Posted at 6:08 PM, Apr 03, 2018
and last updated 2018-04-05 06:47:22-04

School is still in session at a Wellington charter school despite the fact the school doesn't have the money to pay its teachers. 

Right before the Easter weekend, teachers and staff at Eagle Arts Academy Charter School were told they would not get their paychecks. 

"We didn't get paid because there's just no money," said Marlene Ortiz who teaches second grade reading at the school. 

It's now day five and Ms. Ortiz said she's had to push back due dates for all of her bills. 

"We have teachers right now that don't know how they are going to pay their rent, they are already getting eviction notices," she said. 

The executive director of the school promises money is coming in the next 48 hours. Greg Blount said he's trying to get an advance from the school district for the month of April, if that doesn't come through he said another finance company may help. 

"I'm very sorry that this is going on. Last Monday was an amazing day. We got the commitment from the Boys and Girls Club and we got a donor to give $250,000 and then on Tuesday my financing partner says we're not going to fund payroll," said Blount. 

The school district put the charter on a 90-day corrective action plan last month to figure out its financial issues and secure a lease, but Blount says there is money for the remainder of the year. 

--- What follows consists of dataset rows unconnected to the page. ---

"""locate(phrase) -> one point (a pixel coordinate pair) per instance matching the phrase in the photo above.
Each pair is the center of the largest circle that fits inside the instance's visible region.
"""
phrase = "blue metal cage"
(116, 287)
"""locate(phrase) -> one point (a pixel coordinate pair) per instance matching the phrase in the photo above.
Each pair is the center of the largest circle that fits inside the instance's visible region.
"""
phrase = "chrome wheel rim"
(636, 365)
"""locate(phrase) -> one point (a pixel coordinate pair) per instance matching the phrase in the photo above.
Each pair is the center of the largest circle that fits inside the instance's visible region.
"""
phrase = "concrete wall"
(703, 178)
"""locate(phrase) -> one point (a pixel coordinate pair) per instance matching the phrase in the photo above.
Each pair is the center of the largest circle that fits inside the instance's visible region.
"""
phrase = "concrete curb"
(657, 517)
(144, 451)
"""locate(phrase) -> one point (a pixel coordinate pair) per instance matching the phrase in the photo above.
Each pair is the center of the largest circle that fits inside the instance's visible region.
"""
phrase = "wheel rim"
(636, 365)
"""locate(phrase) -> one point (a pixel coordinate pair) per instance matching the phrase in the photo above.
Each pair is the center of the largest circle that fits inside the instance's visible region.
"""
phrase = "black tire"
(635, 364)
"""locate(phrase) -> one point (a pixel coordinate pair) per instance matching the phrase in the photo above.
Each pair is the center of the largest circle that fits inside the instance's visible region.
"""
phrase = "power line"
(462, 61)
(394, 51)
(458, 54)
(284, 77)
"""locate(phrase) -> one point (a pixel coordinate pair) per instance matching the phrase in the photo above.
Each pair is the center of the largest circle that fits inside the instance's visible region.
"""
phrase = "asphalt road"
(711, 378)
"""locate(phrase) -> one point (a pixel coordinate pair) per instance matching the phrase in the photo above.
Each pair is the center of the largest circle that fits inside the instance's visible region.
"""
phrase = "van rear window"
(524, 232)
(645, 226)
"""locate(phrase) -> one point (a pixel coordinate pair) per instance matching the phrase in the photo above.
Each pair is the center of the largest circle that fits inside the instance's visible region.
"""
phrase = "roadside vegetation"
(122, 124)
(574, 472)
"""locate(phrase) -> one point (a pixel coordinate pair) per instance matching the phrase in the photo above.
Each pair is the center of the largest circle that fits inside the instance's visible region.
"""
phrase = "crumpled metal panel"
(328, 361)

"I don't want promises, at this point all I want is my check. I want my money," said Catherine Gonzalez who is also a second grade teacher at the school. "Yes, we're here. We're still trying to teach the kids, but for how long?"

Blount gave teachers a $300 stipend on Tuesday to hopefully hold them over until he has funds for their paychecks. 

Some teachers are willing to wait till the next pay day on April 11, others don't know if they will be able to wait that long for their next paycheck. 

"Who wants to keep coming to a job when you're not getting paid regardless if you love doing what you do?" said Ortiz. 

Enrollment at the school is down 36 percent, which Blount said created the financial hardship. Blount said he has tried to negotiate the lease with the landlord who is asking for $1.1 million. 

"At 433 students, it's just impossible to do that. Now I remained hopeful that I could renegotiate the lease with the landlord, to date he has not done that," added Blount. 

Blount also said that back in February he paid his own company, a software company that created the software that runs the school and the brand licensing. He said he will not be paid a stipend or get a paycheck until his employees can all be paid. 

Ms. Ortiz and Ms.Gonzalez both said they are frustrated with the short notice about the lack of funds. 

"I have to provide for my family, unfortunately, nowadays one income is not enough," said Gonzalez. 

"Everything has been pushed back, rent hadn't been paid, nothing has been paid because I didn't get paid. I don't have the funds for it," added Ortiz. 

Blount hopes the district will advance the charter the funds for April to make payroll, then he says he can work on increasing enrollment for next year. 

"I'm confident that I can get us to 700 or 800 students by June 1 and at a $6 million school, all of this goes away," added Blount. 

The school district is still looking into answers for questions we have about possible conversations it has had with Eagle Arts Academy regarding finances.